Regardless of anyone's opinion of the real-world utility of a prestigious degree, I guarantee the name of the school on your resume will matter a heck-of-a-lot more than the color of the tie you wear to the interview (something upon which we seems to place great importance).
post #57 of 92
Don't know if this has been mentioned before, because I haven't read the first couple pages, but I've always been under the impression that a graduate degree from a good school is worth more than an undergraduate degree from a good school. Undergraduate degrees don't seem to get people as far as they used to and the people I've talked to tell me that a prestigious degree can only get you a good first job, it's what you do with that first job that your subsequent employers really look at. My father does a lot of recruiting and he seems hardly impressed with someone who simply has a prestigious degree.

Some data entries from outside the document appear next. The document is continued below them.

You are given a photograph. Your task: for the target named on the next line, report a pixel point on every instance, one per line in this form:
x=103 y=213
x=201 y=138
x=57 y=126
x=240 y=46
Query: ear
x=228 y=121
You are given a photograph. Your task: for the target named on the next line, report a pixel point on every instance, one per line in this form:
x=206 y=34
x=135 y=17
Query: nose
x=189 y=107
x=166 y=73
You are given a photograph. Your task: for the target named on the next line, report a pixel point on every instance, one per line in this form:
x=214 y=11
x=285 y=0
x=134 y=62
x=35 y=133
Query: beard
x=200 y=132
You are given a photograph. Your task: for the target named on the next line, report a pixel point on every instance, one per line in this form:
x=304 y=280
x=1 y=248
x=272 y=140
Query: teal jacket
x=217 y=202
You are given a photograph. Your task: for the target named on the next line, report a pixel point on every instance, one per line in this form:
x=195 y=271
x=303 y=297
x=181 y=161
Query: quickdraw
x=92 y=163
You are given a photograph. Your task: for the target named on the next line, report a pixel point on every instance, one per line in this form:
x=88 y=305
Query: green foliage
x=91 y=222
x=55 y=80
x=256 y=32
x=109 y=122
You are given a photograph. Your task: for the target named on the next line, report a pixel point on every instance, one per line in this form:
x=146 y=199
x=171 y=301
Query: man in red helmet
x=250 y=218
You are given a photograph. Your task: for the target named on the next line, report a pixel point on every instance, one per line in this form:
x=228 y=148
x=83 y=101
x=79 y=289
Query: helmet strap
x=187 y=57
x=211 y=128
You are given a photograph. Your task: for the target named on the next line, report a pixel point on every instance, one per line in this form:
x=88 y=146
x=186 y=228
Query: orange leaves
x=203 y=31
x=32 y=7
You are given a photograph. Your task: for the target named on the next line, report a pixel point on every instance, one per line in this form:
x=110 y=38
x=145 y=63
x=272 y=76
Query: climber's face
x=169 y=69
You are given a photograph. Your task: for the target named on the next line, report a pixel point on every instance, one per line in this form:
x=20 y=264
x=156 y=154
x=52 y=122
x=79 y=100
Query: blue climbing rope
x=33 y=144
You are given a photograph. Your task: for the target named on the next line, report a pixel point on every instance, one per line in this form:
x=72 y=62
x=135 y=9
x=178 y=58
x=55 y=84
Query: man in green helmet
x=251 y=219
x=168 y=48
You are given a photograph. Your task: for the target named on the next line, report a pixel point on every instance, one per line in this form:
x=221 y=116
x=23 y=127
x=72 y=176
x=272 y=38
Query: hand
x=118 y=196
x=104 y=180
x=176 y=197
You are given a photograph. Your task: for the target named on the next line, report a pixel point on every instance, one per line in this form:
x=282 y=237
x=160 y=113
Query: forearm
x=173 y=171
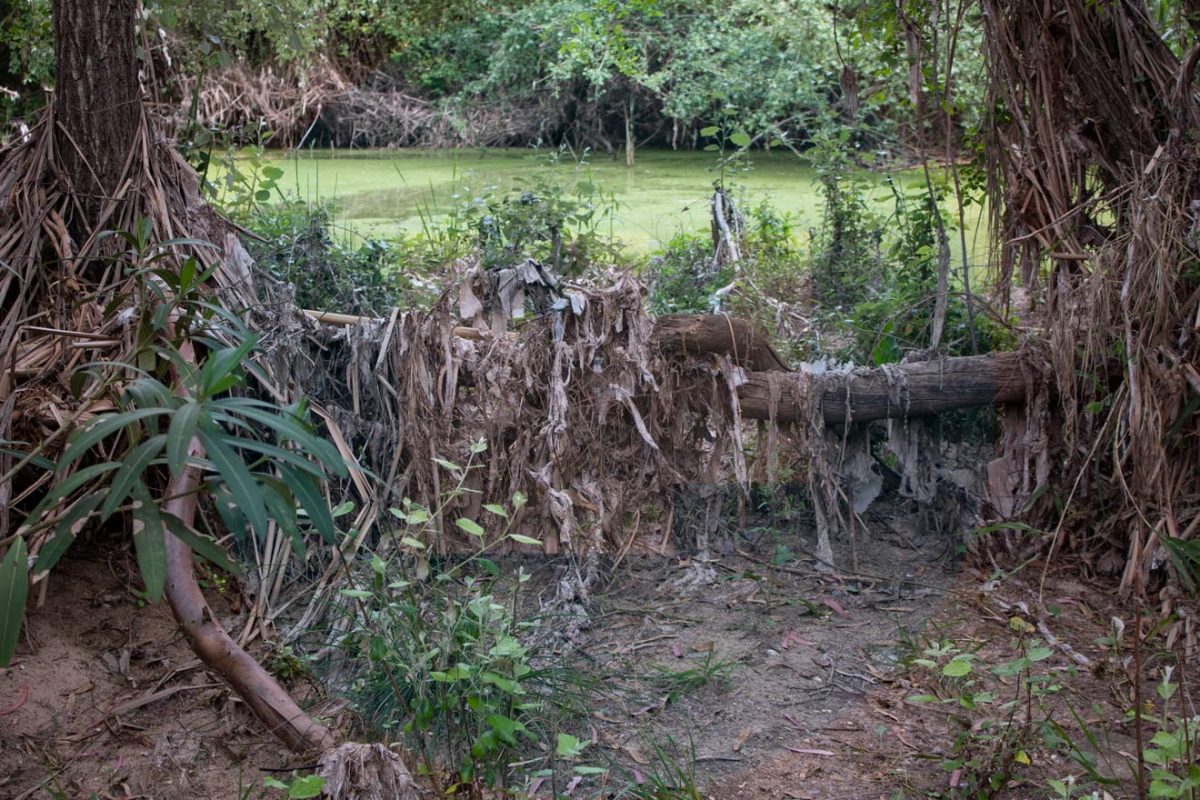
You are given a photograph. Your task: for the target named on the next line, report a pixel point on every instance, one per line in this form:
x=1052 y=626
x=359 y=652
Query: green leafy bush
x=439 y=655
x=334 y=272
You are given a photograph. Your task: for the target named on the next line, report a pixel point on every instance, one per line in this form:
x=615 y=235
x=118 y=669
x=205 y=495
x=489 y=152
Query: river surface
x=385 y=192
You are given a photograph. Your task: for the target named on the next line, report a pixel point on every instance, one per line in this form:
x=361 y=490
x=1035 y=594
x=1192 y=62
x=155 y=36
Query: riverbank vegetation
x=520 y=505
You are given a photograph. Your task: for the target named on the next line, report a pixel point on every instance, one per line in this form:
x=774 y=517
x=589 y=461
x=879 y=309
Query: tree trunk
x=918 y=389
x=97 y=112
x=97 y=101
x=629 y=133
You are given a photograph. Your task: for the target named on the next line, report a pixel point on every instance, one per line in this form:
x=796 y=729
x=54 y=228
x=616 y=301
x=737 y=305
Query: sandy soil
x=778 y=681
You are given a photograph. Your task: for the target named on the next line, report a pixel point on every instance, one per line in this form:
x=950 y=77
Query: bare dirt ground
x=777 y=681
x=105 y=699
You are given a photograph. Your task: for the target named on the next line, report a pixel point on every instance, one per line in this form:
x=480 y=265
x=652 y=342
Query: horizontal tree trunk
x=901 y=390
x=749 y=344
x=916 y=389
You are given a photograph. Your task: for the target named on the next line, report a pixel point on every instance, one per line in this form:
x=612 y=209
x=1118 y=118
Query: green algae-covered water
x=388 y=192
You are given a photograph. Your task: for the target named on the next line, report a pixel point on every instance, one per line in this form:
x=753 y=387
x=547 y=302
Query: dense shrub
x=334 y=271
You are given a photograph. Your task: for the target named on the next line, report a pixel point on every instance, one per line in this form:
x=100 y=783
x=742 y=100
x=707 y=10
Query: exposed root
x=355 y=771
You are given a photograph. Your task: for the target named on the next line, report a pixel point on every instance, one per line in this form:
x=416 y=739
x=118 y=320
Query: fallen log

Then again, I'm neither an employer or a college graduate....
post #58 of 92
Quote:
Originally Posted by Eustace Tilley View Post
Whether people like to admit it or not, its true that, on average, grads of prestigious schools are more successfull than grads of XYZ college. I'm sure we can all cite people we know who are rich and respected and went to same random no-name school, but they are the exception.

Yes but in many cases those that attend "better" schools are already from a wealthy/educated/successfull background. You can't really say it is the school that is responsible their future success.
For example our esteemed president went to Yale, but one can hardly say it was because of this that he has been such a success.
Having a wealthy, powerfull well connected background will pretty much guaranty that you not only get into a prestigious university but also that you will be sucesfull.
post #59 of 92
Subject-verb agreement also counts for a lot in the real world.

I find employers expect a high degree of competence because of the name on my resume. Of course, the Japanese take things like the status of educational institutions quite seriously even if they recognize that at some level it should also be taken with a grain of salt.
post #60 of 92
Well, to bring it back to the OP's question, I do think that the prestige of my undergraduate university has been a huge benefit to me. Employment right out of college, connections to grad school, and general networking have all been, as far as I can tell, easier/better simply because of the name of the school. Most of my friends who I went to college with agree.

And to be fair, there are reasons why this makes sense, beyond the 'old boy network' concept. First of all, it is incredibly competitive to get into those top schools. For me and many people I went to college with, this meant that by a very young age--long before college--we had already begun learning how to work extremely hard, how to think critically, how to teach ourselves the things that school wasn't teaching us. It also meant that once I was at college, I was surrounded by the most stimulating, interesting, competitive people I've ever met. That makes you work all the harder, it gives you connections to an incredible network afterwards, and it creates an atmosphere that seems qualitatively different from most other American colleges (as far as I can tell). Finally, colleges like these have incredible resources. I don't know of anyone at my college who wasn't able to study/do exactly what they wanted because of limitations from the school. The administration was committed to giving us the tools to learn and did everything it could to make that possible. I just don't think that's true at a lot of other schools, because of budget/size/whatever.

At any rate, I can't prove it by direct comparison (I've only lived one life), but I believe that working hard to get into a top college and working hard while I was there have been of enormous benefit to my life since, in part simply because of the prestige of the school. Having said all that, I don't think there's any reason why NOT going to a top college will ever be a substantial limitation in your life.